We are staring at the abyss in large part because too many people are unvaccinated. More than 90% of hospitalized COVID-19 patients are unvaccinated. If a fraction of that volume had been hospitalized, our hospitals would not be overburdened. Our health care system could be able to care for and serve our communities.   

Instead, people are waiting days for a bed. Emergency physicians are working as hospitalists. Hospitalists are working in emergency departments. Labor and delivery nurses are pulling shifts in trauma care. Emergency nurses are monitoring patients for hours, even days, while responding to patients with chest pains and broken bones. At any given moment, we are triaging between patients facing imminent peril and making those who won’t deteriorate wait for hours. 

We were all trained to care for sick people. We love being able to care for sick people, even caring for really sick people who hang in the balance between life and death. We understand the mortality rate of humans is 100%, yet we use our skills and training to pull a few people back from that mortality for a little while longer. We were not trained for the flood of patients we see in our emergency department and the profound strain it puts on our health care system.

Emergency medicine includes caring for people who have neglected themselves for a lifetime, whose bodies reached a breaking point. We know how to care for people who suffer heart attacks and strokes. We know how to respond to medical emergencies that result from the choices people make, from smoking to poor diets to sedentary lifestyles. Emergency medicine also allows us to respond to the social neglect of entire groups of people: populations without access to healthy food, targeted by Big Tobacco, forced to work multiple jobs to make ends meet. Emergency medicine can respond to the accumulation of stress and trauma that underserved people experience, leaving their bodies and their spirits broken. As an emergency physician, I’m the one who cares for patients whose health has been neglected because they couldn’t afford to see doctors even as insurance companies rake in massive profits at their expense.  

We have not been trained or prepared for the tide of people flooding our hospitals because of a largely preventable disease. Though COVID-19 is still new, safe, effective, and free vaccines are now available–and yet too many of our fellow Americans are saying “No, thanks.” They have chosen to reject the advice of doctors and trust disinformation on social media with their entire lives.

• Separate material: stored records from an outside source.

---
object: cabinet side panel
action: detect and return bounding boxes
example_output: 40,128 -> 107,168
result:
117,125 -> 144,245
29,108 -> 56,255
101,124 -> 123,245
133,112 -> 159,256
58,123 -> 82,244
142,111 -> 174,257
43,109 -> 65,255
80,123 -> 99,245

By rejecting vaccinations, they are jeopardizing the health and safety of people who have weakened immune systems. By refusing vaccinations, they are endangering their neighbors’ lives because the local hospitals they rely on are full, and the care they need for heart attacks, strokes, and surgical emergencies is delayed because the system has cracked. 

The immovable refusal of a few people to get vaccinated and help protect the rest of us makes a vaccine mandate absolutely necessary. If they want to fly with me, or dine in my presence, or shop in the same store as I do, they should be required to prove they’ve been vaccinated. Anything short of this will only prolong our suffering, put whole communities at risk, and unravel our entire health care system.

Dr. Rob Davidson is an emergency room physician in West Michigan and the executive director of the Committee to Protect Health Care.